[🚧] This repository needs to be further cleaned.
The present repository hosts the code to replicate the experiments presented in the Master Thesis Graph Representation based Network Symbolic Regression undertook from October 2022 to April 2023 at Centre Marc Bloch's Computational Social Science Team, in the context of EPFL's Digital Humanities master program.
The main goal of this repository is to better understand Graph Representation Learning through the empirical analysis of the spatial representation induced by such models, as well as probing their efficiency in tasks departing from standard classification.
The repository provides two foundation modules, DL_module
and synthetic
, together with ensuing analysis and application modules: reproducibility
and space_seg
.
It is recommended to create a work environment, and to install the required packages in the environment with the following command line:
conda create -n env_grbnsr python=3.10.6 jupyterlab
conda activate env_grbnsr
pip install -r requirements.txt
conda install graph-tool
To run the code, please refer to the folders sheltering the different moduels described below, their associated folders and/or the demo notebooks:
- Deep Graph Representation Learning: 🗂 Folder | 📓 Notebook
- Network symbolic Regression: 🗂 Folder | 📓 Notebook
- Spatial Segregation Analysis: 🗂 Folder | 📓 Notebook
The natural pipeline is to:
- first train deep GRL models (or download them);
- then generate a dataset of synthetic networks with known generative processes (or download it);
- a) analyse the capabilities of the models to cluster networks stemming from different generators in distinct regions of space. b) And / Or : perform network symbolic regression, using the pre-trained GRL model to compute the distance between networks directly in the representation space.
The synthetic folder hosts the code for the network symbolic regression [1].
This algorithm draws from genetic programming in order to retrieve plausible generative processes responsible for a target network through mutations and selection mechanisms.
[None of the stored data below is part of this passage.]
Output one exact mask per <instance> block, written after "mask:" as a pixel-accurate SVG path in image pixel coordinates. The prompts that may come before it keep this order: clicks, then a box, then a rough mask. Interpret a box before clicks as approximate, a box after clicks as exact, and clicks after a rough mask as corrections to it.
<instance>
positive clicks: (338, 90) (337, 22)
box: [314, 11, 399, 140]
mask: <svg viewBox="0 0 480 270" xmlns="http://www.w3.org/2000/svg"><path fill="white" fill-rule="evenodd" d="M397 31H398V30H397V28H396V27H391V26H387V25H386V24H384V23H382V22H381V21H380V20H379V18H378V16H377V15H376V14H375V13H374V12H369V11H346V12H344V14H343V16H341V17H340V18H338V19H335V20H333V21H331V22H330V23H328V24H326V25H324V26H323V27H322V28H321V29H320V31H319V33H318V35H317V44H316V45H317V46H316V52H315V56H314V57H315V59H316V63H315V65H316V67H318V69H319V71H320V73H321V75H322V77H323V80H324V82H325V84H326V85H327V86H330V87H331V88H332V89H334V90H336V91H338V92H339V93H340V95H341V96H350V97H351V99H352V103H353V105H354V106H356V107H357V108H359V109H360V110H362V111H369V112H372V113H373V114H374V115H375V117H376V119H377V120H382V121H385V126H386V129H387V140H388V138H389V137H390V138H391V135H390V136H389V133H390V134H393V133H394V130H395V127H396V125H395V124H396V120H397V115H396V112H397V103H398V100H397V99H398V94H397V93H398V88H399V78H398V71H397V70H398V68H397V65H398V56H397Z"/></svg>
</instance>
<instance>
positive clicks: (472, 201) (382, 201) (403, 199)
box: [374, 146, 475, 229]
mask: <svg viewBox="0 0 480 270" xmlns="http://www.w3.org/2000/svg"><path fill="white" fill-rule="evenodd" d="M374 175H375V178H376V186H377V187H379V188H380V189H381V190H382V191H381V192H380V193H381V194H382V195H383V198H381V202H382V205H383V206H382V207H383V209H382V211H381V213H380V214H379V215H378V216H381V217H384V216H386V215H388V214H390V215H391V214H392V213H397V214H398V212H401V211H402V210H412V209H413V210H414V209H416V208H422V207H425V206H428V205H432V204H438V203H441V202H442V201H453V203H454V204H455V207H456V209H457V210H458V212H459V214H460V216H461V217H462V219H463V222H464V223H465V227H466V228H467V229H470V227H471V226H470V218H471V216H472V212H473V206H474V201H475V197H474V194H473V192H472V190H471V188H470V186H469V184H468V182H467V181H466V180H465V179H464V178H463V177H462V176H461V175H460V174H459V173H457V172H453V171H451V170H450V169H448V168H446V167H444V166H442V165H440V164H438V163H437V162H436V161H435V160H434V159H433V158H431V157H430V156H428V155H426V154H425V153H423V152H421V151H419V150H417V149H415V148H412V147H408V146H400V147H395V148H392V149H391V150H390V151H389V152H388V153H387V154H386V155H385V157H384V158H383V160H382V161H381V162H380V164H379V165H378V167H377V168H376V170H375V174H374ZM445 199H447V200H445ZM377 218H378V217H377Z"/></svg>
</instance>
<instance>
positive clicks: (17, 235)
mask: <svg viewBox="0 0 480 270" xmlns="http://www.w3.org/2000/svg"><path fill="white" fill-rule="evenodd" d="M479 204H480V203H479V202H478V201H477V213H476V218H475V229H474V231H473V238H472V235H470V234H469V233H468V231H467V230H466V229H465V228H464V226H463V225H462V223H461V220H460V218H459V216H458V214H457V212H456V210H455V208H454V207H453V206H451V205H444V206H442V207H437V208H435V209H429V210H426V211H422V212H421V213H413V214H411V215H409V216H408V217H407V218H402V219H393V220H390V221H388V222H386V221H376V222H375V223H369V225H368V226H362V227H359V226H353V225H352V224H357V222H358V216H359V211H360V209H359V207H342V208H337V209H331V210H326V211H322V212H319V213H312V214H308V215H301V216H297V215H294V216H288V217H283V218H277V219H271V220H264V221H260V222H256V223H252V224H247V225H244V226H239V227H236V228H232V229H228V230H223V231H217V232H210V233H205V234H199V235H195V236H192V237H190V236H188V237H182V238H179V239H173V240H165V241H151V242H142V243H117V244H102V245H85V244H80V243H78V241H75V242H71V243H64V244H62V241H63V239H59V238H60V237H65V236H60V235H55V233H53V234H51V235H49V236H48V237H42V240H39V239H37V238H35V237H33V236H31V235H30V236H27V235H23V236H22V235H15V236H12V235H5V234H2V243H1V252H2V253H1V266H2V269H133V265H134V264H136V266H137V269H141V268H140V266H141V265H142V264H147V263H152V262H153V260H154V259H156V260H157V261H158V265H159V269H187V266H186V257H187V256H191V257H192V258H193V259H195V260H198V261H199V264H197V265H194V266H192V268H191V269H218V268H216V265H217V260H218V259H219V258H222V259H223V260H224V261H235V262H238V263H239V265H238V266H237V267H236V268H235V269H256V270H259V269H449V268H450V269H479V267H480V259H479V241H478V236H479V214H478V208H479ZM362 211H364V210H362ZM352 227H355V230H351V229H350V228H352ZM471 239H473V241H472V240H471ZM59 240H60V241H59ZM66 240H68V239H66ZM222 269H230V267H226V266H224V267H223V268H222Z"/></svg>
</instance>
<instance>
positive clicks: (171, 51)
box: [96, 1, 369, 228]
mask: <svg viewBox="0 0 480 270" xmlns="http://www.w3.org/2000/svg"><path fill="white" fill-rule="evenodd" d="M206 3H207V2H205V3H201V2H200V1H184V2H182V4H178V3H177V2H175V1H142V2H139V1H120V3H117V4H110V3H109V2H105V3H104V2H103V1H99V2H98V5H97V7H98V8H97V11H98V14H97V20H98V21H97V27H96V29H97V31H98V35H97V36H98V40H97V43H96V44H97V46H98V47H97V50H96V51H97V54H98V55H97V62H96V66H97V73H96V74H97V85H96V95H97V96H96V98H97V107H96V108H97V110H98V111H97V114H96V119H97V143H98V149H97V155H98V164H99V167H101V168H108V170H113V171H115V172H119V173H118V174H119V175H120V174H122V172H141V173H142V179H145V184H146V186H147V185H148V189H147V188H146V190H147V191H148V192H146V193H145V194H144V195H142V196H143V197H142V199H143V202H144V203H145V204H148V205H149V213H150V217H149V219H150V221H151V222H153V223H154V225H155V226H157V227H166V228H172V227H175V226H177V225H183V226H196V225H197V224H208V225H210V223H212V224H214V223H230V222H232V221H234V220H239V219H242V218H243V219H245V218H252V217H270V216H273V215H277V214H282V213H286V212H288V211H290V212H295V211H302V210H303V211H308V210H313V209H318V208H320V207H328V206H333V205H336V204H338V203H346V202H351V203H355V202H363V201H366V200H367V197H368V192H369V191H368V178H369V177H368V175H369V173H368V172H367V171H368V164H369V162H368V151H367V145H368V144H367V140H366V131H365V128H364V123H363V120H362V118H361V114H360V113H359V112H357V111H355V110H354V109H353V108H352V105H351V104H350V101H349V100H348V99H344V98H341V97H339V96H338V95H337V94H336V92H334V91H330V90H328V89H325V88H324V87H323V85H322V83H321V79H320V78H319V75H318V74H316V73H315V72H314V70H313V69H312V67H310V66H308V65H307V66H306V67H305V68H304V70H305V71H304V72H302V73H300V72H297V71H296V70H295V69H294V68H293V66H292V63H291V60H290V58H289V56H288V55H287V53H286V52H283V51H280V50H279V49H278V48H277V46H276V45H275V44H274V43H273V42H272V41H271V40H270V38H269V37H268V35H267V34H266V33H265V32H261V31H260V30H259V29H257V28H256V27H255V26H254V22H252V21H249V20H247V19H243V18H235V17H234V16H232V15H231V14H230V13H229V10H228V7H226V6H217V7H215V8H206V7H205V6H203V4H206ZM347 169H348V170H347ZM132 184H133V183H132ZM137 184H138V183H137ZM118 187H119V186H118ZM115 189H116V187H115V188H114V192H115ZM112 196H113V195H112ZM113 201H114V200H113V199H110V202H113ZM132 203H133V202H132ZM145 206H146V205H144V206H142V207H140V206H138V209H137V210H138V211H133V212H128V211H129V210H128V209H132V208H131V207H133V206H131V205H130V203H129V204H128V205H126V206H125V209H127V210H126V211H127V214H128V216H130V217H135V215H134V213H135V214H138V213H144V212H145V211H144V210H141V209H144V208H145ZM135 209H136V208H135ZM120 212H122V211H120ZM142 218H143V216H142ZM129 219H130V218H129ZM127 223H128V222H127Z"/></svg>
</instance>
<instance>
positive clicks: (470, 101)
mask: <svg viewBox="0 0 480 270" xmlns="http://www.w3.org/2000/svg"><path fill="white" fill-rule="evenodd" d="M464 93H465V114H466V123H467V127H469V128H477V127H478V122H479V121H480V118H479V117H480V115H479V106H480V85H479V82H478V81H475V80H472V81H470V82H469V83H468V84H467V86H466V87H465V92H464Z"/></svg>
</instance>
The notion of generators and the definition of distances between graphs, used to guide the selection process, are two cornerstones of this algorithm. Both are then combined to perform evolutionary search in order to retrieve a satisfying solution in an iterative manner.
Generators are construed as iterative stochastic procedures that produce links one by one based on probabilistic preferences to construct graphs. The probabilistic weights are determined by mathematical functions applied to variables of the graphs such as nodes' degree, distance between nodes or nodes' identifiers for instance.
In the original paper, the distance between networks is computed by comparing summary statistics of pre-determined features from the graph, eg. degree centralities distribution or pattern counts.
In practice, given a target graph, the algorithm performs an evolutionary search in the space of generators, and outputs the best generator found to fit the network under the form of a tree-based computer program.
The deep learning module is leveraged to obtain GRL models. Indeed, the aim of this repository is to probe the capabilities of such technologies in different settings.
Inspired by the paradigmatic shift towards pre-trained foundation models in various ML fiels, we focused on self-supervised models. Two state-of-the-art self-supervised GRL models are re-implemented: GraphMAE and PGCL.
The DL module enables to train these models and to evaluate them on standard graph classification benchmarks.
The general idea is to get pre-trained models that can produce vector representation of any input graph and to use these representations in any downstream task.
( Folder • How to ? • Demo ) 🔝
The network symbolic regression algorithm is re-encapsulated in the reproducibility folder.
Besides reproducing the results obtained with the original algorithm, this repository is used to leverage trained DL models to define the notion of distance of the algorithm. Under this framework, the distance is not anymore the difference between hand-engineered features distributions, but the geometric distance between the networks' representation:
Practical usage of this code is documented in the repro notebook.
The capabilities of the GRL models to produce semantically segregated representation spaces are probed in space_seg
.
This module allows to generate controlled datasets of synthetic graphs based on the notion of generators (as introduced for the network symbolic regression).
Then, the custom dataset can be used to assess the ability of the model to represent networks stemming from semantically distinct generative procsesses in different regions of space, or not.
Insights can be drawn from the 2D visualisation of the spatial distribution of the networks representations. The evaluation procedure is also systematise through the use of traditional cluster analysis measures.
The whole pipeline is illustrated in the companion notebook.
🔮 Visualisation Examples
[1] [ paper | code ]
Telmo Menezes, & Camille Roth (2014). Symbolic regression of generative network models. Sci Rep 4, 6284.